Public institutions and agencies where exceptions may be applied are prescribed in law”
31. Article 8 of the Convention titled “Right to respect for private and family life” reads as follows:
“1. Everyone has the right to respect for his private and family life, his home and his correspondence.
2. There shall be no interference by a public authority with the exercise of this right except such as is in accordance with the law and is necessary in a democratic society in the interests of national security, public safety or the economic wellbeing of the country, for the prevention of disorder or crime, for the protection of health or morals, or for the protection of the rights and freedoms of others.”
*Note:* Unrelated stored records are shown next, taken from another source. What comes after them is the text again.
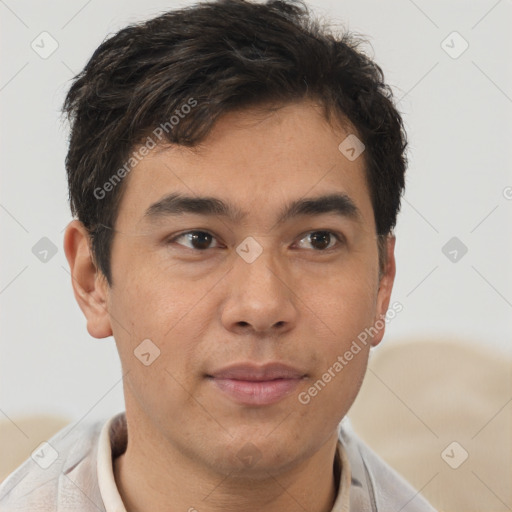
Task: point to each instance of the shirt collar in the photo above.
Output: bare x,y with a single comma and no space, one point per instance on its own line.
112,443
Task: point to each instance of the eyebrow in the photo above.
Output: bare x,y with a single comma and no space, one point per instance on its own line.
176,204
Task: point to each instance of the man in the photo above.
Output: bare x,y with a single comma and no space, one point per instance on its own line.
236,173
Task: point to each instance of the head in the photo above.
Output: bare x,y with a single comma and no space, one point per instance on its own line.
245,109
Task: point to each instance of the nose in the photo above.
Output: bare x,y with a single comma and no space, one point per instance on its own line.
260,297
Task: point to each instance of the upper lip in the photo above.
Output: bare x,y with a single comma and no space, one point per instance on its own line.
252,372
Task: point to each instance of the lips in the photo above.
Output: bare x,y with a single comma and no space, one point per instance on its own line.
248,384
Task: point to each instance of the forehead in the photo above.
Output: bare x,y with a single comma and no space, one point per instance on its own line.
251,164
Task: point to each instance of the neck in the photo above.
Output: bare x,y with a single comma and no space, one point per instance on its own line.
149,477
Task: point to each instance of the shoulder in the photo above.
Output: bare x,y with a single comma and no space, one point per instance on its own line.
376,486
62,471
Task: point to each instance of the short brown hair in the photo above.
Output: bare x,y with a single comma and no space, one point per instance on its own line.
226,55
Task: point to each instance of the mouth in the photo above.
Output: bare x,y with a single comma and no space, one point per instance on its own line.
247,384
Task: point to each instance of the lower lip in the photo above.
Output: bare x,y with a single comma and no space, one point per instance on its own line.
256,392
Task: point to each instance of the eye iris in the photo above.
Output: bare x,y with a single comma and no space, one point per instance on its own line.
321,236
200,239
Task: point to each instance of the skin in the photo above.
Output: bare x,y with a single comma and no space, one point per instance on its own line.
205,310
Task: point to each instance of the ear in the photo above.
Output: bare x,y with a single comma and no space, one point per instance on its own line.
385,287
89,284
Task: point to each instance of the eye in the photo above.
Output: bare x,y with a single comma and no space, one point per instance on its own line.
200,240
321,240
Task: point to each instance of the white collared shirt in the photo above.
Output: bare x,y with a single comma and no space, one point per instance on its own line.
112,499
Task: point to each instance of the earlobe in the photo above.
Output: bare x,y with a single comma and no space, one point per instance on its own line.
385,288
89,286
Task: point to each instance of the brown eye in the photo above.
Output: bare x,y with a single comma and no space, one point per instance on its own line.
322,240
199,240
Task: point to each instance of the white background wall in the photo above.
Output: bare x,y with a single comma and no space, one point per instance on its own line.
458,113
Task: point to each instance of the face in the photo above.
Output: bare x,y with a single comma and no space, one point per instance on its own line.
247,310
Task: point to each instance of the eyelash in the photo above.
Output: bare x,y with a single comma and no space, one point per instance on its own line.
337,236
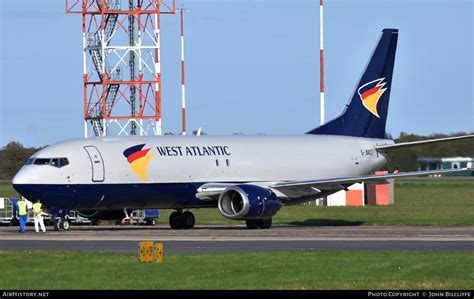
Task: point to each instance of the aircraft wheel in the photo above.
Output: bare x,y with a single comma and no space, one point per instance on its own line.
150,221
265,223
188,220
251,224
176,220
64,224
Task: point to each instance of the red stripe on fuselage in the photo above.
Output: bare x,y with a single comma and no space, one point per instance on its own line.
137,155
370,92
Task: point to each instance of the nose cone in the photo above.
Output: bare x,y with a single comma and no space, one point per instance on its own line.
23,183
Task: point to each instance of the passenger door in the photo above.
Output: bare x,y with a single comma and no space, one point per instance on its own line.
98,170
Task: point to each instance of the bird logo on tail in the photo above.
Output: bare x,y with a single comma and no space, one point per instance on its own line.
370,94
139,160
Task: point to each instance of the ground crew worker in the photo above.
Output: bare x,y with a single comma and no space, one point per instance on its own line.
38,216
22,213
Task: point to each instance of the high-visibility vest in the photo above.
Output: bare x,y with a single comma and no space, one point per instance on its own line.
37,208
22,208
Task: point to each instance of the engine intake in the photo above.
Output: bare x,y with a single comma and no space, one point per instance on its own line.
245,202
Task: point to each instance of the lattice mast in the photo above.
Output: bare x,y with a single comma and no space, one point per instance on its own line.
321,63
121,65
183,86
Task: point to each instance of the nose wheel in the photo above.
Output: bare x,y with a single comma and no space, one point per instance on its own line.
180,220
259,223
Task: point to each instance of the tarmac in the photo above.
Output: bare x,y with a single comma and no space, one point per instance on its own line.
237,238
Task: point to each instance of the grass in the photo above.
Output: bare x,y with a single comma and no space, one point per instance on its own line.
417,202
274,270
32. The ECtHR examines the complaints concerning the freedom of communication under Article 8 of the Convention. However, the Constitution does not include any single provision corresponding to Article 8 of the Convention. The freedom of communication, which forms a basis for the applicant’s allegations, is set out in Article 22 of the Constitution.
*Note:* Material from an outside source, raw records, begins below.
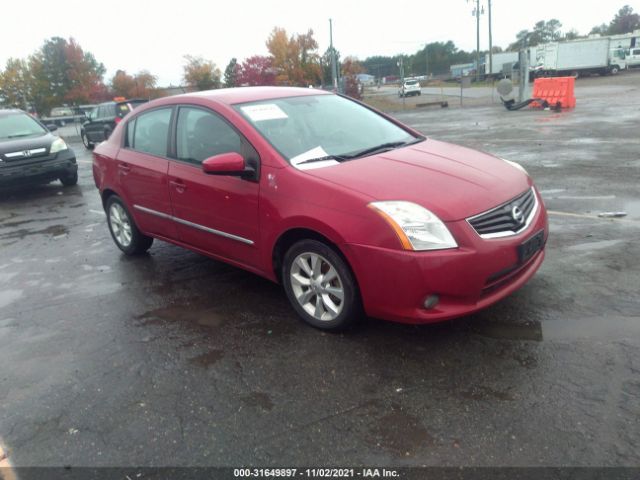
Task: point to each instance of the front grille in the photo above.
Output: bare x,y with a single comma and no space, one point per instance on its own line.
507,219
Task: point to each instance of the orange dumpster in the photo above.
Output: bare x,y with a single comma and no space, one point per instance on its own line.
555,90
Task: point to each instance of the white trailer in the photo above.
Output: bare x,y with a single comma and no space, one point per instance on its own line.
578,57
498,61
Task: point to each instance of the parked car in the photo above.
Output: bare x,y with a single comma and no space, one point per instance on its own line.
30,153
61,116
410,86
349,209
102,119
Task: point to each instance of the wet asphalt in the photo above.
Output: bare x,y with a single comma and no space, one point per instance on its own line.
176,359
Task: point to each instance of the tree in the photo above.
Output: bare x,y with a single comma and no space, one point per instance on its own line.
625,21
231,74
351,67
13,84
256,70
140,85
201,74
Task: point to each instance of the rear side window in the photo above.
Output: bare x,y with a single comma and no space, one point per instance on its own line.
202,134
149,132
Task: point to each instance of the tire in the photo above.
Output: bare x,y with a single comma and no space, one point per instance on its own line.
85,141
123,229
331,306
69,180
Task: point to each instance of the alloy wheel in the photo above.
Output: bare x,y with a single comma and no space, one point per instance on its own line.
120,225
317,286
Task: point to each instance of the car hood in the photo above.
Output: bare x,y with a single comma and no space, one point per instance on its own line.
453,182
26,143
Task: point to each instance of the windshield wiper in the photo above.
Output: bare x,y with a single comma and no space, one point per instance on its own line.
18,135
337,158
382,148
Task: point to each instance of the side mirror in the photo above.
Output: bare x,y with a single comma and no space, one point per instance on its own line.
231,164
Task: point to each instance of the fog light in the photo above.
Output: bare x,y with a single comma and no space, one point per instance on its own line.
431,301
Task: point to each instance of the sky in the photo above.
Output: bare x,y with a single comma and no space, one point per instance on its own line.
136,35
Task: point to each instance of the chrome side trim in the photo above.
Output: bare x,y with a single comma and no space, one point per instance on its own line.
509,233
194,225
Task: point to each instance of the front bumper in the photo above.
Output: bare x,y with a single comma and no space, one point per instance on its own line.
38,170
395,283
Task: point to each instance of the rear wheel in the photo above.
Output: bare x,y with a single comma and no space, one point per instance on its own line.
320,286
123,229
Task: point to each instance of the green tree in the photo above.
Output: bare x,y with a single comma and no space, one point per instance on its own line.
200,74
231,74
625,21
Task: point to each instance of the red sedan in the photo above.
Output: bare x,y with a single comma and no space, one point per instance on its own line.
353,212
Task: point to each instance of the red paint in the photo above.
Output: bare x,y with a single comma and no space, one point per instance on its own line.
452,181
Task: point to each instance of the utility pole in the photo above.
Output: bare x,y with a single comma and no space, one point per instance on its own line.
490,40
476,13
334,68
426,61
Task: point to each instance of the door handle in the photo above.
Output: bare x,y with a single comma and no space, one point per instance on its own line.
178,185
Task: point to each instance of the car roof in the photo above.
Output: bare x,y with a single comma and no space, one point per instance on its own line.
10,111
231,96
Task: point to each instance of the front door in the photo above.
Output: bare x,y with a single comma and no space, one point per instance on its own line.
217,214
142,170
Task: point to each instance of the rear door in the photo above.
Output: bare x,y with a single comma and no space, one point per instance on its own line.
217,214
142,171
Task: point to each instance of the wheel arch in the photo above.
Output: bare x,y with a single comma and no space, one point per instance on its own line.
295,234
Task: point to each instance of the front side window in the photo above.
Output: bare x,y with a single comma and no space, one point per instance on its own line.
202,134
19,125
151,132
315,126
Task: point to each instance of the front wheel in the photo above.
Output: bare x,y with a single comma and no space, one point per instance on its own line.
123,229
320,286
70,179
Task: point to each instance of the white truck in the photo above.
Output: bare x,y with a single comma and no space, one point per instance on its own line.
577,57
494,67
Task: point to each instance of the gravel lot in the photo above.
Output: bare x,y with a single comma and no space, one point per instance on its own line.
175,359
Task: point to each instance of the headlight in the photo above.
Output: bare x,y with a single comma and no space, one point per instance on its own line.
417,228
58,145
516,165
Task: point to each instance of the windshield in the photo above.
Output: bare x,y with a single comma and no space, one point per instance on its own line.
316,126
19,125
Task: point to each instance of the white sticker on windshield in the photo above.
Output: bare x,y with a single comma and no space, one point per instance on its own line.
299,160
264,111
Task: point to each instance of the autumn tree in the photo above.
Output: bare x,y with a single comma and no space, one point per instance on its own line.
231,74
14,89
625,21
351,67
256,70
200,74
295,59
140,85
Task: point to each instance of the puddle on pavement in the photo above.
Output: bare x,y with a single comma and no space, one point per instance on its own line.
207,359
531,331
258,400
487,393
53,230
400,433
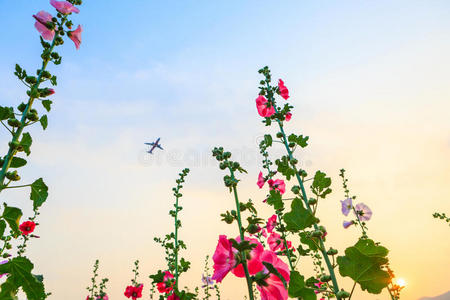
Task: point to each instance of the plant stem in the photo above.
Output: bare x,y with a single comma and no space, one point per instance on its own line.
241,234
12,150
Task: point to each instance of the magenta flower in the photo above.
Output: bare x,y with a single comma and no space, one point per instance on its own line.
223,258
273,288
284,92
277,185
261,106
42,19
64,7
261,180
75,36
347,224
288,117
271,223
363,212
254,264
346,206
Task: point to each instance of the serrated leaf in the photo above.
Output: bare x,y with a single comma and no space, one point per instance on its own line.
17,162
12,216
39,192
19,270
298,289
26,142
47,104
44,121
363,263
299,217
33. Article 22 of the Constitution ensures that everyone has the freedom of communication and privacy of communication is fundamental. Article 8 of the Convention sets out that everyone has the right to respect for his correspondence. Common objective of the Constitution and Convention is to ensure privacy of the correspondence, regardless of its content and type, as well as to protect the freedom of communication. Within the context of communication, privacy of the individuals’ statements used in their mutual and collective oral, written and visual communications must be ensured. Communicative activities conducted through mails, e-mails, telephone, fax and internet must be assessed within the scope of the freedom of communication and privacy of communication (see, Mehmet Koray Eryaşa, Application No. 2013/6693, 16/4/2015, § 49).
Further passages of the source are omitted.